From the Garden to the Law Library: Web 2.0 Applied

I just posted two new interviews over at NetSquared. The first was with Abby Rosenheck from Urban Sprouts, a SF school gardens project with a blog. I think she offers a great explanation of the support-building function a blog can play, especially for a small organization.

The second was with legal blawger Dennis Kennedy. We talked about a whole lot things, but the discussion about OPML was most exciting to me because I’m on an OPML kick these past 24 hours. We also talked about blogging, RSS, wikis, legal research and the law.

Edu Wikis Gain Cred

Tim Stahmer has a good introduction to wikis in the newest issue of Technology and Learning magazine, titled “Think Outside the Blog.” (login or ttjo54@netscape.net and bugmenot via BugMeNot.com)

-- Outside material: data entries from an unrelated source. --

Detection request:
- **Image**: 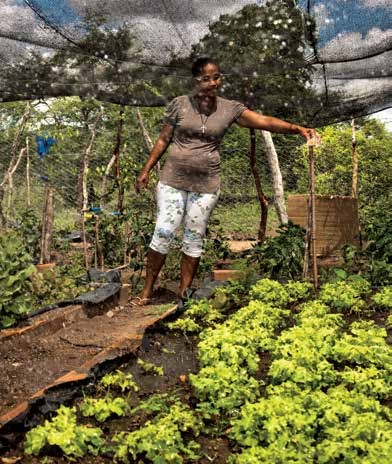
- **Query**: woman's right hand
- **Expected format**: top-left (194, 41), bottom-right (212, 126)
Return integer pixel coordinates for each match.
top-left (135, 171), bottom-right (149, 193)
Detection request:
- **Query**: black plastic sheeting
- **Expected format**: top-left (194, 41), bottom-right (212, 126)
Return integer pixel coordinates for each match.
top-left (0, 0), bottom-right (392, 125)
top-left (20, 269), bottom-right (121, 321)
top-left (0, 276), bottom-right (228, 454)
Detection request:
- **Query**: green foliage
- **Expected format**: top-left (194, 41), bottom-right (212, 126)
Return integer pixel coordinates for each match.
top-left (229, 281), bottom-right (392, 464)
top-left (294, 119), bottom-right (392, 227)
top-left (191, 0), bottom-right (315, 119)
top-left (372, 285), bottom-right (392, 310)
top-left (131, 393), bottom-right (172, 415)
top-left (249, 279), bottom-right (290, 307)
top-left (316, 386), bottom-right (392, 464)
top-left (197, 220), bottom-right (230, 277)
top-left (332, 321), bottom-right (392, 372)
top-left (24, 406), bottom-right (105, 458)
top-left (340, 364), bottom-right (392, 399)
top-left (167, 317), bottom-right (201, 335)
top-left (248, 221), bottom-right (305, 280)
top-left (31, 270), bottom-right (90, 307)
top-left (189, 301), bottom-right (286, 422)
top-left (0, 233), bottom-right (35, 328)
top-left (80, 395), bottom-right (130, 422)
top-left (112, 402), bottom-right (201, 464)
top-left (99, 369), bottom-right (139, 392)
top-left (319, 279), bottom-right (370, 312)
top-left (16, 209), bottom-right (41, 258)
top-left (284, 281), bottom-right (313, 303)
top-left (137, 358), bottom-right (163, 376)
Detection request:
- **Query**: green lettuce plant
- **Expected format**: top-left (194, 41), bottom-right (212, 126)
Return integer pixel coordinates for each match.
top-left (24, 405), bottom-right (105, 459)
top-left (80, 395), bottom-right (130, 422)
top-left (0, 233), bottom-right (35, 328)
top-left (372, 285), bottom-right (392, 310)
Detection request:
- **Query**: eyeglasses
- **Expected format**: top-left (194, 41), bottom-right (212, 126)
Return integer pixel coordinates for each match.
top-left (195, 73), bottom-right (223, 84)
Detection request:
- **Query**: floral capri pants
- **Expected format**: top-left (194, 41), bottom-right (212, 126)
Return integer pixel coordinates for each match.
top-left (150, 182), bottom-right (219, 258)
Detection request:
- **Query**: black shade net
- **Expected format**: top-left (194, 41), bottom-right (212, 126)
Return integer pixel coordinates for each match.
top-left (0, 0), bottom-right (392, 126)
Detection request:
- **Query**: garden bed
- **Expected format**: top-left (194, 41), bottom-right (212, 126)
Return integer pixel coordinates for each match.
top-left (0, 287), bottom-right (175, 415)
top-left (1, 277), bottom-right (392, 464)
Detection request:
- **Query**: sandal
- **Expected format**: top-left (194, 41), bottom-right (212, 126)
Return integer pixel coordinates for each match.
top-left (129, 296), bottom-right (152, 306)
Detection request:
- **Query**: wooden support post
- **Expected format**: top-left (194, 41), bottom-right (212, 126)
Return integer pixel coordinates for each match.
top-left (249, 129), bottom-right (268, 242)
top-left (309, 144), bottom-right (318, 290)
top-left (39, 182), bottom-right (54, 264)
top-left (94, 214), bottom-right (105, 271)
top-left (26, 137), bottom-right (31, 208)
top-left (124, 221), bottom-right (129, 265)
top-left (81, 211), bottom-right (89, 271)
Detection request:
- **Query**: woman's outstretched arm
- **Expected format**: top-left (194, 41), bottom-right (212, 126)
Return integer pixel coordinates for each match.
top-left (236, 110), bottom-right (318, 140)
top-left (135, 124), bottom-right (174, 193)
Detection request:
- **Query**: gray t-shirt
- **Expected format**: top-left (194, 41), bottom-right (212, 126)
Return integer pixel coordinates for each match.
top-left (160, 95), bottom-right (247, 193)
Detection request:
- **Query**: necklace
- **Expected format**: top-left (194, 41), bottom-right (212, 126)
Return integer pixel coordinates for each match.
top-left (195, 95), bottom-right (212, 135)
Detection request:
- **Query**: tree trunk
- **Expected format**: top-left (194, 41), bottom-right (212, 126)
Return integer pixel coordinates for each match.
top-left (26, 137), bottom-right (31, 208)
top-left (351, 118), bottom-right (358, 198)
top-left (249, 129), bottom-right (268, 242)
top-left (99, 154), bottom-right (116, 209)
top-left (0, 103), bottom-right (31, 227)
top-left (261, 130), bottom-right (288, 224)
top-left (39, 183), bottom-right (54, 264)
top-left (136, 109), bottom-right (161, 177)
top-left (7, 147), bottom-right (27, 214)
top-left (77, 108), bottom-right (103, 211)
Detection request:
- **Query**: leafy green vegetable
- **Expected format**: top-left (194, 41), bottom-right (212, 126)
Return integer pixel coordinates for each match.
top-left (373, 285), bottom-right (392, 310)
top-left (137, 358), bottom-right (163, 376)
top-left (99, 369), bottom-right (139, 392)
top-left (24, 406), bottom-right (105, 457)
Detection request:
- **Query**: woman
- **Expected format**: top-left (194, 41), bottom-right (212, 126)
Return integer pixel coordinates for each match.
top-left (131, 58), bottom-right (316, 306)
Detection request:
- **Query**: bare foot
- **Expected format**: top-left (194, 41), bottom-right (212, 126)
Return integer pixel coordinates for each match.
top-left (129, 296), bottom-right (152, 306)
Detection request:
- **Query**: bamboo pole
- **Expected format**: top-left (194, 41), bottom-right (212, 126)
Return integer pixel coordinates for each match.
top-left (26, 137), bottom-right (31, 208)
top-left (81, 211), bottom-right (88, 270)
top-left (94, 214), bottom-right (105, 271)
top-left (0, 102), bottom-right (31, 227)
top-left (7, 147), bottom-right (26, 213)
top-left (308, 144), bottom-right (318, 290)
top-left (136, 108), bottom-right (161, 173)
top-left (124, 221), bottom-right (129, 265)
top-left (39, 182), bottom-right (49, 264)
top-left (351, 118), bottom-right (358, 198)
top-left (249, 129), bottom-right (268, 242)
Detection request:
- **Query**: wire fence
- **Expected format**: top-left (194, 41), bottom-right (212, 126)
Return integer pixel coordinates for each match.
top-left (0, 99), bottom-right (386, 272)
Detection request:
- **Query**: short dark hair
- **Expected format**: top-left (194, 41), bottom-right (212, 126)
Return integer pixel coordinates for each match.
top-left (192, 56), bottom-right (218, 77)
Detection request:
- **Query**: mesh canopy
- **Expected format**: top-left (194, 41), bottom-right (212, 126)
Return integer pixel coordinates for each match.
top-left (0, 0), bottom-right (392, 126)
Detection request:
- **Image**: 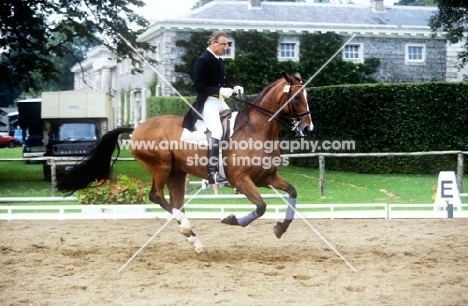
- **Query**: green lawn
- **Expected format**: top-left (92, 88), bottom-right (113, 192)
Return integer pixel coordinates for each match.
top-left (0, 148), bottom-right (468, 204)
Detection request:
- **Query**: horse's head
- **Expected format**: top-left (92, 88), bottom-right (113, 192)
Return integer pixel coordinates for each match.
top-left (282, 73), bottom-right (314, 136)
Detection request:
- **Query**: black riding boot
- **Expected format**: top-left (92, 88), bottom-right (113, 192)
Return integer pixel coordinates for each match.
top-left (208, 137), bottom-right (226, 184)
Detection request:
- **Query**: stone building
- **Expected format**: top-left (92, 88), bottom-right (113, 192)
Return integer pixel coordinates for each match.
top-left (73, 0), bottom-right (463, 126)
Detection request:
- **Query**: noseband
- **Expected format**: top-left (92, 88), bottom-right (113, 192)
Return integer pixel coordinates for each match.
top-left (283, 85), bottom-right (310, 131)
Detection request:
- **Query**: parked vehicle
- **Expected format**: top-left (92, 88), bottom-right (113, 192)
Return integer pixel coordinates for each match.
top-left (18, 91), bottom-right (114, 180)
top-left (23, 134), bottom-right (44, 158)
top-left (13, 130), bottom-right (23, 145)
top-left (0, 135), bottom-right (19, 148)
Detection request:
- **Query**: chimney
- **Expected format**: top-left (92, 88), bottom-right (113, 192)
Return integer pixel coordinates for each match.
top-left (199, 0), bottom-right (213, 7)
top-left (249, 0), bottom-right (262, 9)
top-left (371, 0), bottom-right (385, 13)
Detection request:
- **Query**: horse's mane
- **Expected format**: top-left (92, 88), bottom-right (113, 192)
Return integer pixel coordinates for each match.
top-left (252, 79), bottom-right (281, 104)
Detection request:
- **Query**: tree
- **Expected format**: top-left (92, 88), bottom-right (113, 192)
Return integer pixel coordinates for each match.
top-left (395, 0), bottom-right (435, 6)
top-left (0, 0), bottom-right (154, 105)
top-left (429, 0), bottom-right (468, 66)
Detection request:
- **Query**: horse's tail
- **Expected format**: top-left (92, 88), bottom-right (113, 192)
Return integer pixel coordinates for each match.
top-left (56, 128), bottom-right (133, 192)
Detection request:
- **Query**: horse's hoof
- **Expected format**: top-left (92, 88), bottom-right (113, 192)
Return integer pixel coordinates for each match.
top-left (193, 247), bottom-right (207, 255)
top-left (221, 214), bottom-right (239, 225)
top-left (179, 226), bottom-right (192, 237)
top-left (273, 222), bottom-right (284, 239)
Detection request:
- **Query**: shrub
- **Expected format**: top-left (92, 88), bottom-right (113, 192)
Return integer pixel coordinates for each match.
top-left (77, 175), bottom-right (152, 204)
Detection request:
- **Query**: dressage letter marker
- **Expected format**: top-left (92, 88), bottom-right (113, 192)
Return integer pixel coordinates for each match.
top-left (434, 171), bottom-right (462, 218)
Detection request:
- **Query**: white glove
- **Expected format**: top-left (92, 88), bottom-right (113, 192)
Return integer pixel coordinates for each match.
top-left (219, 87), bottom-right (234, 98)
top-left (234, 86), bottom-right (244, 95)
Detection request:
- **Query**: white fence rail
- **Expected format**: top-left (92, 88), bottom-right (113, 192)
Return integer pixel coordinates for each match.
top-left (0, 203), bottom-right (468, 221)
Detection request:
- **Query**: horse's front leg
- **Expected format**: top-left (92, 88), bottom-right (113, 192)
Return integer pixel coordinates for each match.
top-left (167, 172), bottom-right (206, 255)
top-left (262, 174), bottom-right (297, 239)
top-left (221, 177), bottom-right (266, 227)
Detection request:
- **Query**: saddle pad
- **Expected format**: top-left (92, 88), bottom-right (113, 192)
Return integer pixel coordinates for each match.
top-left (180, 112), bottom-right (237, 146)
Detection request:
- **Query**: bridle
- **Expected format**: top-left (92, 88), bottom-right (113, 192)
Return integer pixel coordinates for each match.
top-left (231, 83), bottom-right (310, 131)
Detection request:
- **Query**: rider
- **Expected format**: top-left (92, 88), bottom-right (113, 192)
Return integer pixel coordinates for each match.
top-left (182, 31), bottom-right (244, 184)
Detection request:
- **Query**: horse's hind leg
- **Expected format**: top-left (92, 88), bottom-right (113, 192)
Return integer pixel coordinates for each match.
top-left (166, 172), bottom-right (205, 254)
top-left (221, 176), bottom-right (266, 227)
top-left (261, 174), bottom-right (297, 239)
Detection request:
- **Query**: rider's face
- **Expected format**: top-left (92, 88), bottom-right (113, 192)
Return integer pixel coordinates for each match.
top-left (210, 36), bottom-right (228, 56)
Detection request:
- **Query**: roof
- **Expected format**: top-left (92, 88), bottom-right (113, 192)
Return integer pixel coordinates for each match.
top-left (181, 1), bottom-right (437, 27)
top-left (143, 0), bottom-right (437, 38)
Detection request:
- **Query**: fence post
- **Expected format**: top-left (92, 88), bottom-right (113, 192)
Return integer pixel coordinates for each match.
top-left (50, 160), bottom-right (57, 197)
top-left (319, 155), bottom-right (325, 197)
top-left (457, 153), bottom-right (463, 193)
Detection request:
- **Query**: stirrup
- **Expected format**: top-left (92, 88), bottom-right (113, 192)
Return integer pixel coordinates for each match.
top-left (208, 172), bottom-right (226, 184)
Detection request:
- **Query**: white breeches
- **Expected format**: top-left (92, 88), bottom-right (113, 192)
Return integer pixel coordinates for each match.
top-left (202, 97), bottom-right (229, 140)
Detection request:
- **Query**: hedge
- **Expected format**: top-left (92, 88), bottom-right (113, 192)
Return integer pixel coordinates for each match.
top-left (286, 82), bottom-right (468, 173)
top-left (146, 97), bottom-right (195, 118)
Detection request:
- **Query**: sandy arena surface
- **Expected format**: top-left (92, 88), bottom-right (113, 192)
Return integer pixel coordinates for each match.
top-left (0, 216), bottom-right (468, 306)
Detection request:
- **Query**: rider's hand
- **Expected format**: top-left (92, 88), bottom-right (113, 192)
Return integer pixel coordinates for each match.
top-left (219, 87), bottom-right (234, 98)
top-left (234, 86), bottom-right (244, 95)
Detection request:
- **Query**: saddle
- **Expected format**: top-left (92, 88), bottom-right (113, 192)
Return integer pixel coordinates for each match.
top-left (219, 109), bottom-right (232, 140)
top-left (180, 109), bottom-right (237, 143)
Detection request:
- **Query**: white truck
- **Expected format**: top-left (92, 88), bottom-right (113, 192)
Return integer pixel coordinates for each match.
top-left (41, 91), bottom-right (114, 180)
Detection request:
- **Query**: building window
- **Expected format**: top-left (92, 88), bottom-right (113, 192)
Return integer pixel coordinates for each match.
top-left (278, 41), bottom-right (299, 61)
top-left (223, 41), bottom-right (235, 58)
top-left (343, 44), bottom-right (364, 63)
top-left (279, 43), bottom-right (297, 60)
top-left (405, 44), bottom-right (426, 65)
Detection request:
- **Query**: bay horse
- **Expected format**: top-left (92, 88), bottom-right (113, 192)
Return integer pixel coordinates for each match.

A couple of particularly interesting points from the article include:

  • Wiki power is described in the positive – a wiki is something that lets authorized users contribute content. I think focusing on contribution instead of changability when opening the conversation could be a good first step.
  • On Wikipedia: “The most famous example of a wiki is Wikipedia…Although Wikipedia’s success has been tarnished a little by vandalism, some misinformation, and fights over certain controversial topics, the wiki concept – an open site maintained by its users – has been a hit.”
  • Highlighted benefits include: the ability to write and research collaboratively and concurrently without the limitation of having to always schedule face-to-face time, the presence of the content in the larger context of the web – thus enabling participation and visibility via parents, other schools and the general public.
  • The article says that wikis are currently in use for school planning and interaction with parents, offering updates more continuously than printed newsletters and in some cases serving as a school’s entire web site.

The article then presents three options for schools interested in setting up a wiki:

  • Hosting your wiki on a wiki farm, examples provided include Wikicities, Wikispaces and PBWiki – all 3 great recomendations. I’m especially excited that PBWiki, the wonderful host of BlogSafer.org (anonymous blogging guides for people living under repressive governments) got a mention here.
  • Installing wiki software on your own server space, or asking your Internet Service Provider if they have wiki software ready to run (the article says wikis are popular enough that many ISPs now offer this).
  • Setting up a wiki behind the school’s firewall for security reasons. The author points to a narrative of his own set up of MediaWiki, the software behind Wikipedia and Wikicties, on a Mac with OS X. Other good options to look at include PMWiki and Kwiki, though those may be less user friendly for absolute newbies.

I am really happy to see this article appear in print. It’s a whole lot better than the episode of CSI I saw last night about a blogger involved in a murder! In order for these powerful new tools to be used to their potential, they need to be taken seriously and be discussed in detail in a variety of settings.